REO: Resource efficient object detection in embedded system using bitstreams

Se-Woon Kong, Young-Min Kim, Seung Hwan Cho

Published: 22 Jul 2024, Last Modified: 27 Jan 2026Multimedia Tools and ApplicationsEveryoneRevisionsCC BY-NC-ND 4.0

Abstract: With the rapid development of deep learning methods, intelligent video surveillance technology based on deep learning is being actively applied in closed-circuit television (CCTV) surveillance centers. However, owing to the limited computing power of CCTV control centers, only a few CCTVs out of many are analyzed in real time. Compressed video is a good alternative; however, its detection performance is generally insufficient. We proposed a video object detection framework called resource-efficient object detection (REO), which refers to previous detection results to use compressed video features better. We primarily use the predicted frame (P-frame), generated from the entropy decoding state of high-efficiency video coding (HEVC), to save computing power in embedded systems with limited power, such as CCTV systems. To represent the P-frame information well, we developed two features, the motion vector (MV) and prediction unit size (PUS), which were combined and reconstructed into a hue, saturation, and value (HSV) space to generate the PUMV feature.
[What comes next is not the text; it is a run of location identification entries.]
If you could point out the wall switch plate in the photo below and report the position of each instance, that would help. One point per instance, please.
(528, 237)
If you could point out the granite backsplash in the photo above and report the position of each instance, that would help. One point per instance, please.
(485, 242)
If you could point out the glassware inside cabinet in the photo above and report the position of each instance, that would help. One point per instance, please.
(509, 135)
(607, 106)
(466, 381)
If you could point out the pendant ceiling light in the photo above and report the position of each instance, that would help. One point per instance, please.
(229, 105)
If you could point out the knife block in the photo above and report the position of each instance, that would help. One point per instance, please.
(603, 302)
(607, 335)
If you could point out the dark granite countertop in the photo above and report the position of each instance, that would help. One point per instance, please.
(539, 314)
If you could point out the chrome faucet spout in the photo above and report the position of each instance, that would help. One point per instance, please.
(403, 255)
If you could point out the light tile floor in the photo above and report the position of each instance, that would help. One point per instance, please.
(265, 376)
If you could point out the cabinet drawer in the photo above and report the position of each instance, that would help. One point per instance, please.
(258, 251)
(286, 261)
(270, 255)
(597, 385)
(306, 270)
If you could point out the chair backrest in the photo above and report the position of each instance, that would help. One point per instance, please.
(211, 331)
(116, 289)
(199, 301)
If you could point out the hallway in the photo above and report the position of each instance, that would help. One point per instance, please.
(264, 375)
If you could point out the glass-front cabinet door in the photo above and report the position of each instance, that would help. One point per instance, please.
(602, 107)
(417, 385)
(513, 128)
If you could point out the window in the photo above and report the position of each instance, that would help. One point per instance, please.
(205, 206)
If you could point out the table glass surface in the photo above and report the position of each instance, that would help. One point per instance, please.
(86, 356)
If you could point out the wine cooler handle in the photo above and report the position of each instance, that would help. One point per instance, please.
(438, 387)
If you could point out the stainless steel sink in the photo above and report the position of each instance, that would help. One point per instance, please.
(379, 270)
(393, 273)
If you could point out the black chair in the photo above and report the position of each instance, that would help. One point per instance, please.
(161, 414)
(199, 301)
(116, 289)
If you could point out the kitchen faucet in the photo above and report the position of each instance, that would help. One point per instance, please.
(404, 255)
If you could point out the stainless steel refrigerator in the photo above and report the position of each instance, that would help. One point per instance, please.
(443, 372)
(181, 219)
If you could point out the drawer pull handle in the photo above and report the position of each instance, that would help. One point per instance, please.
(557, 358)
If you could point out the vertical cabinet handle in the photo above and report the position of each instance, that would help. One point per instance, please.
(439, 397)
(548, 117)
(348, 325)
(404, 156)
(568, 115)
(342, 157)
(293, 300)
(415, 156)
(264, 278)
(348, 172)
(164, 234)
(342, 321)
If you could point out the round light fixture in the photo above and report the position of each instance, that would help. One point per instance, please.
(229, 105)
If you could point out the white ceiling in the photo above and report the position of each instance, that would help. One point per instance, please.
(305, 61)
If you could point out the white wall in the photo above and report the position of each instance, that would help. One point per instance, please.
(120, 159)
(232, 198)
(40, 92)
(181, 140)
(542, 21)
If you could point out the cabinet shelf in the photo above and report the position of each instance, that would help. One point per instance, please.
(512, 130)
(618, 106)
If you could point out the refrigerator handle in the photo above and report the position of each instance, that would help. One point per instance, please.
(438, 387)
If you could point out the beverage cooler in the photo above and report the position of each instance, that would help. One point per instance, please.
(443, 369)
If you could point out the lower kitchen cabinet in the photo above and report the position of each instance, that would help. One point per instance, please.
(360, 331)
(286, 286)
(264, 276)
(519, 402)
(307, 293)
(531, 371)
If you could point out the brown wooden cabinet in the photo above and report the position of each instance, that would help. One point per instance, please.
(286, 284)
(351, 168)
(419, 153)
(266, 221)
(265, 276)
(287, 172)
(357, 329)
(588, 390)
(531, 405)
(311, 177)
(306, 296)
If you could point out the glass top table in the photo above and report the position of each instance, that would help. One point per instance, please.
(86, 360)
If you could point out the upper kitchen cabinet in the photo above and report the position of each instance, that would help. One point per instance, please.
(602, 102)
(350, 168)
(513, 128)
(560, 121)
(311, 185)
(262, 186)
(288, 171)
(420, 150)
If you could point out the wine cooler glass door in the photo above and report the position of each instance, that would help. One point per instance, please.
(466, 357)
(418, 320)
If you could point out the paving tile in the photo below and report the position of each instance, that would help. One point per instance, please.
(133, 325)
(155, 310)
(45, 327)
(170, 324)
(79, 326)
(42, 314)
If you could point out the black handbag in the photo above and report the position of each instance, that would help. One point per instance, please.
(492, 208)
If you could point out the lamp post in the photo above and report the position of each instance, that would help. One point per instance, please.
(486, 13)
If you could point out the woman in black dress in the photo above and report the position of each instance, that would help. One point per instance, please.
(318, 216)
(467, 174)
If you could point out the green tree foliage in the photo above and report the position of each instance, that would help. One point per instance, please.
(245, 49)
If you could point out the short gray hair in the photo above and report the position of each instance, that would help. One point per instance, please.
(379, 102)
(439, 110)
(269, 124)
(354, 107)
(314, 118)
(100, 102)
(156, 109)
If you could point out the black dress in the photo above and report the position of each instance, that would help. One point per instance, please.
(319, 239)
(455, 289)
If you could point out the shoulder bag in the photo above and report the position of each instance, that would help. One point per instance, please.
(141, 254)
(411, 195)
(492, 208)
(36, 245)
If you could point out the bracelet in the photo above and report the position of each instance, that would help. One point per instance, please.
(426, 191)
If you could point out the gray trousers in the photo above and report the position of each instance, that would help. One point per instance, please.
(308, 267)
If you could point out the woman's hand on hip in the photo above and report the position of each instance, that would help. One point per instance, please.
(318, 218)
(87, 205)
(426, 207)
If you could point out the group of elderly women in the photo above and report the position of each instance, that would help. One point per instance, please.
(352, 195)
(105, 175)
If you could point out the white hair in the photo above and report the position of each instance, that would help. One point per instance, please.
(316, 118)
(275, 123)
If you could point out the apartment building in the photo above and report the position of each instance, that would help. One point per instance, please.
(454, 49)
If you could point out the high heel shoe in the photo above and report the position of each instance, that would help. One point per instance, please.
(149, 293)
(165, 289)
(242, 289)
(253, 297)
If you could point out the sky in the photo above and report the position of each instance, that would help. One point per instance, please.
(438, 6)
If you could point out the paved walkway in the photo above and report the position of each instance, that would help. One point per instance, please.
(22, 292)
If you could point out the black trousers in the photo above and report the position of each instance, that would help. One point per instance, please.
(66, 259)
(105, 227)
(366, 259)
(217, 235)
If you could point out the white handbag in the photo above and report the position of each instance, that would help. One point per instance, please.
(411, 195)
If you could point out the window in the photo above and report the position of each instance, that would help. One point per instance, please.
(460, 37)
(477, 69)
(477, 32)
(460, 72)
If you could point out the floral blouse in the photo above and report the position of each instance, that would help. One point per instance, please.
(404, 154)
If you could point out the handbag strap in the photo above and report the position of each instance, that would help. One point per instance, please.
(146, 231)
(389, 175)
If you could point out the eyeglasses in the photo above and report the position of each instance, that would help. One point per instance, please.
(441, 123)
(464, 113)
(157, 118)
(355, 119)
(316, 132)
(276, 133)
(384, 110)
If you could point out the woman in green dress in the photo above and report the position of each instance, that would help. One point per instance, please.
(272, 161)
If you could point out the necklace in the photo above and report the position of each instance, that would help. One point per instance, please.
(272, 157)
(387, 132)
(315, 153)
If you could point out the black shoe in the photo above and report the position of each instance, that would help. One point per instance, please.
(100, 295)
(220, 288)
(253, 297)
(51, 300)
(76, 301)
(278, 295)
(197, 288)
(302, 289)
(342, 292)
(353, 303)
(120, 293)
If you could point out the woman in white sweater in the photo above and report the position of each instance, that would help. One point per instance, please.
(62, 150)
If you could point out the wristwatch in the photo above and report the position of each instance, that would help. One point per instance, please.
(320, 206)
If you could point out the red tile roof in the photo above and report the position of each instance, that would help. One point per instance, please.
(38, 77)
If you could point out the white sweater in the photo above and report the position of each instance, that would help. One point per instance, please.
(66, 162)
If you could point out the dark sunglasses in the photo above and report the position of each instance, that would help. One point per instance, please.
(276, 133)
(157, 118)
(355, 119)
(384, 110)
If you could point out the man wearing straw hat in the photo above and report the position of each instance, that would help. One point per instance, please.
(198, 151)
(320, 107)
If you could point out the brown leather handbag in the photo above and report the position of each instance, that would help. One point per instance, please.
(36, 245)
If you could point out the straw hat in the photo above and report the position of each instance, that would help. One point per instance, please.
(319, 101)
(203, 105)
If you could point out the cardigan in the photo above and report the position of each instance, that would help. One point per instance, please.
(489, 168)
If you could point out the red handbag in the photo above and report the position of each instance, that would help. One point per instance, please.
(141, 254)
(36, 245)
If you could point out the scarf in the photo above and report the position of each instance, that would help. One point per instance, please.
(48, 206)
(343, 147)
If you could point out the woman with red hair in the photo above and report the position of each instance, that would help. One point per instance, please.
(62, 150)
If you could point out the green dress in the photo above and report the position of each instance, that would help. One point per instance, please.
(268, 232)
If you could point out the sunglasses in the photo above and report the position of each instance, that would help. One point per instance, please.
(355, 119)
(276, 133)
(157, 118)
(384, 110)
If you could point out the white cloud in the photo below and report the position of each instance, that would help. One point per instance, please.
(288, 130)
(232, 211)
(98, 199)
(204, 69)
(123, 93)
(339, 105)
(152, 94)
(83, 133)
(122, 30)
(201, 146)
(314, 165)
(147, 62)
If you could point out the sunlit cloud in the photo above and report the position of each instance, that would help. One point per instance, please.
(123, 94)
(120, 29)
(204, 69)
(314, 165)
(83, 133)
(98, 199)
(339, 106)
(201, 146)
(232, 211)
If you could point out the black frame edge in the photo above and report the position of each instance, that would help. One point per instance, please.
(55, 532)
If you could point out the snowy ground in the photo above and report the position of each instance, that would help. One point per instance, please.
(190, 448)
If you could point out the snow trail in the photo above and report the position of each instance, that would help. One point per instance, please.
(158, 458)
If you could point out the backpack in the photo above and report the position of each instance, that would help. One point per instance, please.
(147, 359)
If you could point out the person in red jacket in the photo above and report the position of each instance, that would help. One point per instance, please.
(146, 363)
The comprehensive REO procedure improves performance by propagating the results of the previous frame onto the next frame by adding a shallow guided model to support incomplete P-frames. Real-time processing and embedded system deployment are facilitated because the P-frame features are extracted using the shallow guide model. In addition, the method only requires full decoding for the I-frames, which are sparse frames and can significantly reduce computing power. Empirical validation shows that our proposed REO produces similar results to feature propagation object detection methods despite its computational efficiency, particularly in complex environments.